2011年10月21日金曜日

猿頬貝を覚えてますか

 10月10日のブログの続きになるが、猿頬(サルボウ)貝について、親切な堺の同窓生から「たしかにサブロガイって言っていたよ」との証言をいただいた。

 小林利郷著「ちぬの海」(和泉史談会)でも、著者が昭和63年に当時81歳の泉大津漁協の寺島翁から「サブロウガイが・・・ぎょうさんいてた」と聴取っている。
 ただ、辞書的なものでは、国立国会図書館関西館で川名興編「日本貝類方言集」に「有明海ではサブローガイ」というのを見つけただけだった・・・。
 泉州弁の「サブロ貝」が辞書に出ていない理由をつらつら考えると、・・・・『「ざだら変換」という訛りは多くの場合、文字では「からだ」と書くのに「かだら」と発言する』(前のブログの同僚がそうだった)という性格のものなので、辞書をはじめ文字の世界では「サルボウ」だが発音では「サブロ」ということだったのではなかろうか。正確にはわからない。堺市立図書館からは回答がない

 さて、こんな貝の話なんか現在の臨海大工業地帯の堺市ではあまりにリアリティーに欠ける話かもしれないが、私たちが小学生の時、漁師の網元の子の船の陸揚げを手伝っていたときには、トロ箱いっぱいのサブロガイを褒美に貰って、家中いや町内中大騒ぎをして分けあったこともあったのだ。
 そして同窓生によると、昭和2~30年代の堺の浜側では「家の前でムシロを敷いてサブロガイの身をむく内職があった」し「サブロガイは豆腐や大根と炊いたら美味しかった」という補足的な記録もいただいた。

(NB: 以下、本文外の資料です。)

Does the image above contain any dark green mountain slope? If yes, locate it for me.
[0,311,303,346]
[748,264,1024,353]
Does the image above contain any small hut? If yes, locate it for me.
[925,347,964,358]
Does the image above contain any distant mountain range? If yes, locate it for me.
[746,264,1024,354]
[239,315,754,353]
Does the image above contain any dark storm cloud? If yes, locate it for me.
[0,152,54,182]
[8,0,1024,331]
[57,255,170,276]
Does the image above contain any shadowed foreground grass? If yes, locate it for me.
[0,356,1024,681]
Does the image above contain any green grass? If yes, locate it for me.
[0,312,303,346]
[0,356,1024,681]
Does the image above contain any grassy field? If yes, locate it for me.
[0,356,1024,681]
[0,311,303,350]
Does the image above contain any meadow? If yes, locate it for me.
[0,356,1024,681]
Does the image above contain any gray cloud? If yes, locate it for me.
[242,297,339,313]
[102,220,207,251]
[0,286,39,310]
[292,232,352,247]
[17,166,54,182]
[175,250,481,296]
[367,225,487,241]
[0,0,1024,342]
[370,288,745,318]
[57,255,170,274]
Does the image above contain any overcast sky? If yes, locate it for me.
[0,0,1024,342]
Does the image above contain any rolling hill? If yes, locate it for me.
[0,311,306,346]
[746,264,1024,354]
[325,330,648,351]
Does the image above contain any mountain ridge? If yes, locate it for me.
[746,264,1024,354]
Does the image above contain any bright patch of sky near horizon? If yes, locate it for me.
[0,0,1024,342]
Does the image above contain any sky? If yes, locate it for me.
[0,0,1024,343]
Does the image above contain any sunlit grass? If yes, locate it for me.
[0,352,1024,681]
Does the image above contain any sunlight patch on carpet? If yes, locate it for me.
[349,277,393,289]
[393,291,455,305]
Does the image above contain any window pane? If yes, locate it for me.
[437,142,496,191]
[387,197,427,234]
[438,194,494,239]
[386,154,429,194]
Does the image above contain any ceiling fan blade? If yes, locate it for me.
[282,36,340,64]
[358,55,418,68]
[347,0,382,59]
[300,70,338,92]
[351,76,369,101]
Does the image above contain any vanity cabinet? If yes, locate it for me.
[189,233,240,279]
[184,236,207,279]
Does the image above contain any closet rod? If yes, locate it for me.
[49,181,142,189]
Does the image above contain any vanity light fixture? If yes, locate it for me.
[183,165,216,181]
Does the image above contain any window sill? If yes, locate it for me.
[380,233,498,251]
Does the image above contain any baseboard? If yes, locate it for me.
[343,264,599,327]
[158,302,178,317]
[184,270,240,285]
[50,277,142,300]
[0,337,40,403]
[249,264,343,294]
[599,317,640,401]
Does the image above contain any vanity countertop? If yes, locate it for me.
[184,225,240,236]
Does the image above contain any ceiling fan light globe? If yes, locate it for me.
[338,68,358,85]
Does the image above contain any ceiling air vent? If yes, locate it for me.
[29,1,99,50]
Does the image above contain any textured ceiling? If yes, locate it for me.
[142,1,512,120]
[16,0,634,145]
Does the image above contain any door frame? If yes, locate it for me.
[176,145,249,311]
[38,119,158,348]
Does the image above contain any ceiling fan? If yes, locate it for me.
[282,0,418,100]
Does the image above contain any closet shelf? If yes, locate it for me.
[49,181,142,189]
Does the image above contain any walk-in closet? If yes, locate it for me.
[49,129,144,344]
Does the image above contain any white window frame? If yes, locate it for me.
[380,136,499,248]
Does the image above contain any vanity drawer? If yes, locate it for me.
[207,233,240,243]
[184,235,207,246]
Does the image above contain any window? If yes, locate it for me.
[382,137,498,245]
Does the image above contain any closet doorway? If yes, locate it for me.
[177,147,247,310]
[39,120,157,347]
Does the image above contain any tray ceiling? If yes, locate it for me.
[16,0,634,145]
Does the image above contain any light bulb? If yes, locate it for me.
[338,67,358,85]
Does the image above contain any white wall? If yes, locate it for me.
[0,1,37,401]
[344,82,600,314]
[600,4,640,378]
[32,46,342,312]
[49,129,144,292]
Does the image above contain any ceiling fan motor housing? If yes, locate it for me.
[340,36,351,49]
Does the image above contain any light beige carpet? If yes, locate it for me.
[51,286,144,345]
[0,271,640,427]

 ちなみに平成の現在、赤貝の缶詰、庶民的な鮨屋の「赤貝のにぎり」は通常「猿頬貝」であり、彼奴はネームバリューはないが奥ゆかしい実力派である。
 はたまた、赤貝を詐称する大ペテン師か・・・・。


  21日12時補記
 堺市立図書館から丁寧な回答があったが結論的には「堺における猿頬貝の呼称について」の文献や資料はないようだった。
 わずか50年ほど前の事実が確かめられない。
 過去(歴史)というものは、このように淡く消え去るモノなのだろうか。少し感慨深い。